Uma visão sobre um Graciliano Ramos que não ficou materializado na história, apenas na memória daqueles que o conheceram pessoalmente. É assim que o cineasta Sylvio Back resume o documentário 'O Universo de Graciliano', que vai ser exibido na Cine Fliporto, na Praça do Carmo, em Olinda, no ultimo sábado (16), às 20h. O filme também já foi exibido no Rio de Janeiro, em São Paulo e em Maceió (AL), mas só vai ser lançado oficialmente em 2014.
Entre os entrevistados para o documentário estão Oscar Niemeyer, Lêdo Ivo, além da filha de Graciliano, Luiza Amado, e o advogado e confidente Paulo Mercadante. Uma das curiosidades do processo, explica o cineasta, foi perceber como as pessoas relatavam de forma diferente o mesmo fato. Essa experiência foi levada para o filme, traçando, assim, um perfil diferenciado. “O filme é uma visão imaginária, uma visão sobre a invisibilidade do Graciliano Ramos. Sobre o que não ficou materializado, o que não ficou visível, o que ficou no ar, no pensamento das pessoas. Esse pensamento, modestamente, eu consegui tirar das pessoas, quem era esse Graciliano”, conta Back.
O filme de 84 minutos conta com cerca de 20 entrevistados que buscam desnudar o escritor alagoano. “Foi feita uma imagem do Graciliano ao longo dos anos, desde a morte dele em 1963, feito como se fosse um holograma que por vezes não bate com Graciliano Ramos. [Falam dele como] um homem ranzinza, mau humorado. Ele era tudo isso, mas era também alegre, contador de piadas, gostava de dizer palavrão, bebia para caramba, fumava. E ao mesmo tempo um homem sedutor”, destaca o cineasta em conversa com o G1.

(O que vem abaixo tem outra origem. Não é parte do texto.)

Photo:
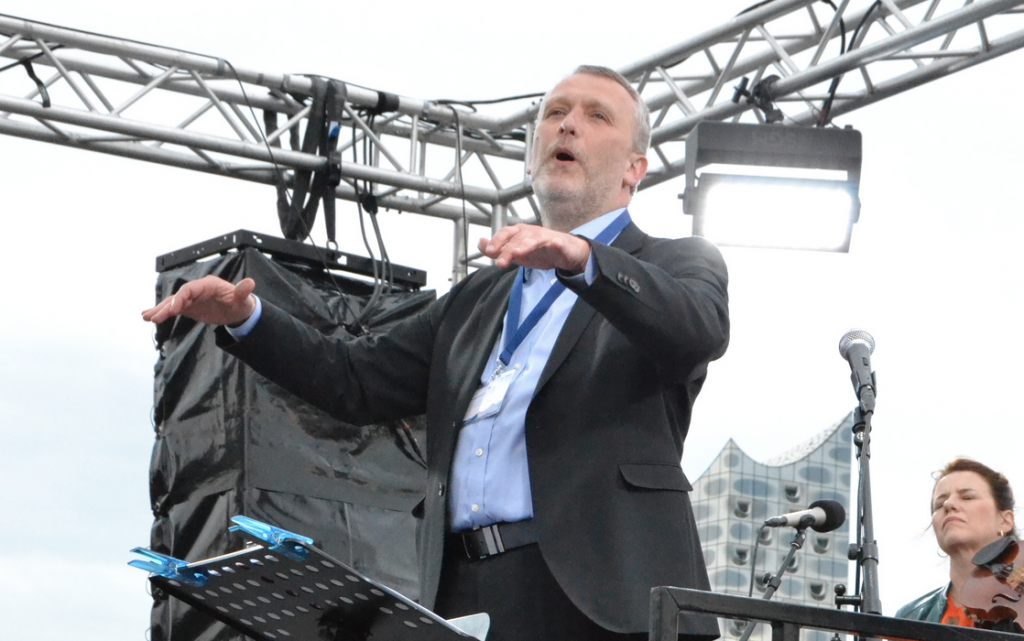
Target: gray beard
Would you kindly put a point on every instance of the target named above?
(564, 210)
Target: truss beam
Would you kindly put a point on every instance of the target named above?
(202, 113)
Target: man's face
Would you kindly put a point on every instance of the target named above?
(584, 162)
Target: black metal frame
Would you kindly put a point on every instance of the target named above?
(787, 618)
(317, 257)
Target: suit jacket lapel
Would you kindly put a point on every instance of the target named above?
(471, 350)
(631, 240)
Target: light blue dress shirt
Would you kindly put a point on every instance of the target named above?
(489, 473)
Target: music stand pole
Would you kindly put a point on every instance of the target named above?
(776, 580)
(866, 549)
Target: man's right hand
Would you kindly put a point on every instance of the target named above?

Para mostrar todos os lados desse escritor, Back percorreu os municípios de Buíque (PE), Quebrangulo, Viçosa, Palmeira dos Índios e Maceió (Alagoas), e Rio de Janeiro buscando fragmentos. Em Palmeiras dos Índios, descobriu um Graciliano prefeito, cuja administração pública marcou a cidade. “O historiado Ivan Barros conta essa trajetória. Ele tinha um especial respeito pelo dinheiro público, deixou uma marca. Ele não se permitia corromper, bem diferente do que vemos na política atualmente”, aponta.

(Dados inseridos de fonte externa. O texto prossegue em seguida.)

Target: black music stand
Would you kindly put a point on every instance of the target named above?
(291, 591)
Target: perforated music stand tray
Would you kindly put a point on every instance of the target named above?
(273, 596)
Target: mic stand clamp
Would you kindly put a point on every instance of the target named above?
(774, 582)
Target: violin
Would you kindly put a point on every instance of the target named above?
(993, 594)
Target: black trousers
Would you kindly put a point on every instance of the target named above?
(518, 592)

A relação de amizade do escritor com o homenageado da Fliporto neste ano, José Lins do Rêgo, também é explorada no filme, em especial através do depoimento de Elizabeth Lins do Rêgo. “Foi o José Lins do Rêgo quem tirou Graciliano da prisão em 1937 e levou para morar na casa dele durante meses. É um depoimento muito bonito de Betinha sobre esse período, como ele a ajudava com as lições de português, como era a convivência com dois escritores em casa”, conta Back.
Admiração
A relação do cineasta com a obra de Graciliano remete à adolescência, quando morava em Paranaguá (SC). A capa vinho do livro 'Memórias do Cárcere', à venda em uma livraria da cidade, chamou-lhe a atenção, mas o preço era acima de suas condições na época. A mãe, uma leitora ávida, acabou comprando e presenteando-o. Dali em diante, Back lia e buscava todos os filmes com alguma relação com a obra.
Mesmo comunista, chegando ao ponto de chorar ao saber da morte de Stálin, Graciliano encantou ao não permitir a ideologia em que acreditava transbordar para as páginas, embora doasse um pouco de si ao escrever. “Você pode ver um pouco de Graciliano em todas as suas obras. Apesar de suas concepções ideológicas, ele nunca deixou isso contaminar a sua literatura. Por isso, a obra dele não tem data, permanece atual. Ele é um homem que não se deixou corromper. Fez uma literatura engajada, mas não no discurso político. É um engajamento moral”, destaca o cineasta.